Intruders accessed internal web servers via tool bundled with ScienceLogic, 'limited' info taken, customers told not to worry

by · The Register

Exclusive Rackspace has told customers intruders exploited a zero-day bug in a third-party application it was using, and abused that vulnerability to break into its internal performance monitoring environment.

That intrusion forced the cloud-hosting outfit to temporarily take its monitoring dashboard offline for customers.

"On September 24, 2024, Rackspace discovered a zero-day remote code execution vulnerability in a non-Rackspace utility, that is packaged and delivered alongside the third-party ScienceLogic application," a spokesperson for the IT provider told The Register Monday.

In fact, it not only discovered that flaw in the third-party utility, it realized it had been exploited.

Rackspace uses this ScienceLogic stack internally for system monitoring.

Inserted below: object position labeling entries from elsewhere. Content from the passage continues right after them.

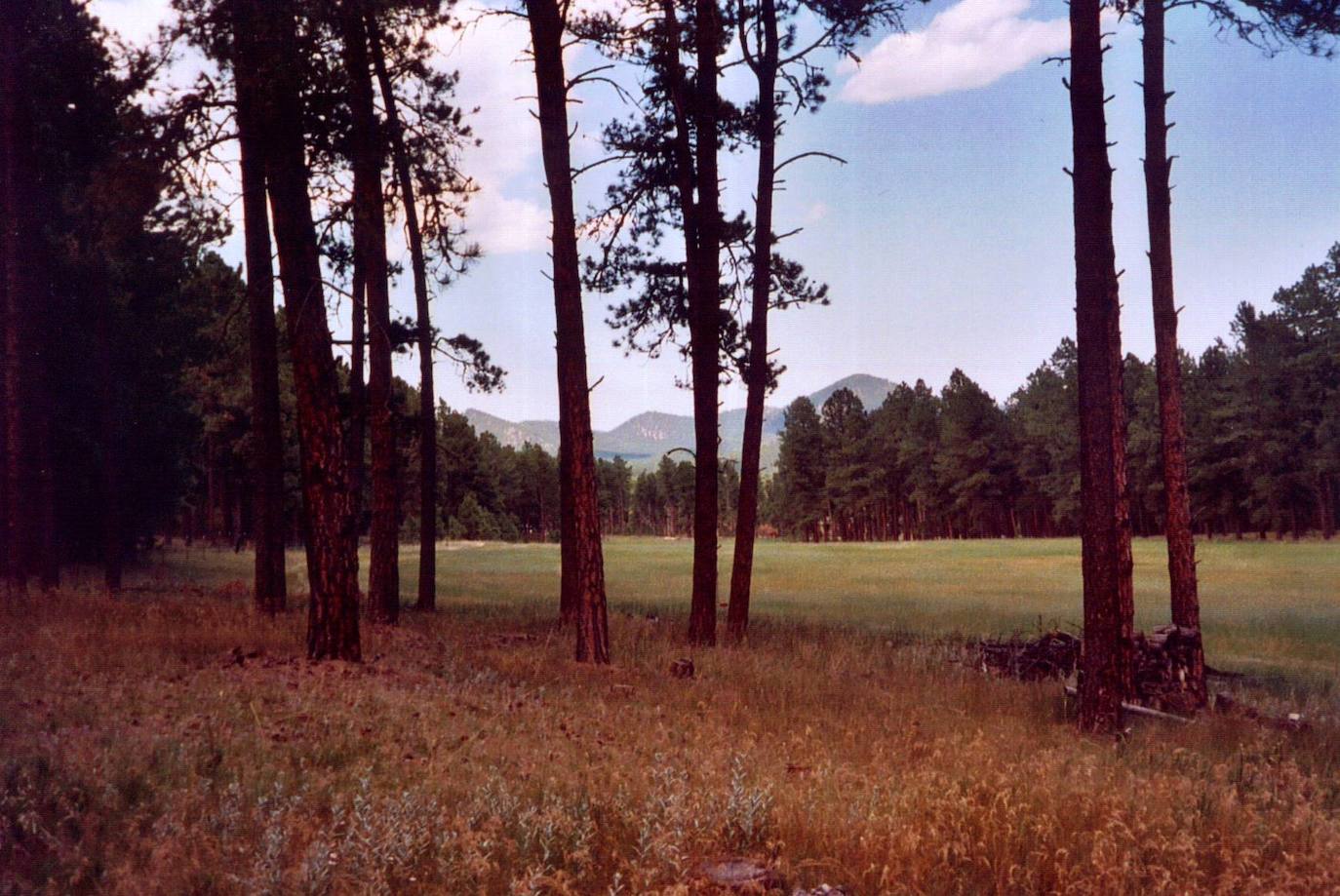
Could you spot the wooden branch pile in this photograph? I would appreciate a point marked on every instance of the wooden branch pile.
(1162, 659)
(1032, 659)
(1163, 662)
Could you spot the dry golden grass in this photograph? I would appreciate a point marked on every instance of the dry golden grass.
(470, 756)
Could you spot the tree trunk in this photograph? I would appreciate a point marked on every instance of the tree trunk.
(383, 584)
(269, 590)
(108, 432)
(329, 526)
(747, 519)
(583, 562)
(704, 311)
(1186, 605)
(427, 401)
(1107, 622)
(1326, 506)
(15, 221)
(358, 391)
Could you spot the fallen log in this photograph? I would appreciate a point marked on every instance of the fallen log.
(1135, 709)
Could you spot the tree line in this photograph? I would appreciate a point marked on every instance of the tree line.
(1261, 418)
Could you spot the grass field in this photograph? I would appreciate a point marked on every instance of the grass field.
(1267, 605)
(468, 755)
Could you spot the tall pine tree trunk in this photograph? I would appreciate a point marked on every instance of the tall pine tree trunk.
(383, 588)
(269, 587)
(1186, 604)
(329, 524)
(747, 517)
(583, 563)
(14, 218)
(358, 390)
(108, 432)
(704, 311)
(1106, 537)
(427, 401)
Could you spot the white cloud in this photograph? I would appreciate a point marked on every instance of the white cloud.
(970, 45)
(507, 214)
(136, 20)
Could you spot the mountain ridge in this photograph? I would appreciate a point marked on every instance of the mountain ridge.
(645, 437)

ScienceLogic, which supplies IT infrastructure observation software, did not immediately respond to a request for more information.

Abusing this vulnerability gave the criminals access to three of Rackspace's internal monitoring webservers, "and some limited monitoring information," the RackSpace spokesperson told us, adding:

Customer performance monitoring was not impacted by this event. The only impact to customers was the inability to access their associated monitoring dashboard. There was no other customer service disruption as a result of this event.

A letter sent to Rackspace customers and shared earlier with The Register by a reader provides additional details about what the crooks accessed. It notes that "limited" internal monitoring information included: Customer account names and numbers, customer usernames, Rackspace internally generated device IDs, names and device information, device IP addresses, and AES256 encrypted Rackspace internal device agent credentials.

We've asked Rackspace for more details, such as how many customers were affected, regarding this cyber close shave. 

The letter customers received also says there is no need for them to take any remediation steps, but "in an abundance of caution, we commenced rotation of the Rackspace internal device agent credentials."

"There was no other customer service disruption as a result of this event," the biz told its clients. "No other Rackspace products, platforms, solutions, or businesses were affected by this event. We have actively notified all affected customers and are updating customers as appropriate."

Rackspace also assured us that upon spotting the security breach, it immediately isolated the affected equipment, took them offline, and then worked with ScienceLogic to develop and apply a patch. 

"ScienceLogic has notified their customers, and we have actively notified Rackspace customers utilizing this third-party monitoring service," the spokesperson said.

In December 2022, the IT provider's hosted Microsoft Exchange service was hit by a ransomware attack, which shut down email services to thousands of customers, most of whom were small and mid-sized businesses.

The company's expenses related to the cyberattack, also due to a zero-day exploit, hit about $11 million, Rackspace said in a 2023 regulatory filing. ®

Updated to add at 0100 UTC, September 30

While we continue to press ScienceLogic to identify the third-party application that was exploited, the biz has told us the vulnerable program was bundled with its SL1 monitoring product, and that it is pushing out a fix to its clients.

"We identified a zero-day remote code execution vulnerability within a non-ScienceLogic third-party utility that is delivered with the SL1 package, for which no CVE has been issued," a spokesperson for ScienceLogic told us.

"Upon identification, we rapidly developed a patch to remediate the incident and have made it available to all customers globally. We are focused on assisting our customers in implementing the fix to minimize their risk. We will continue to update customers as appropriate."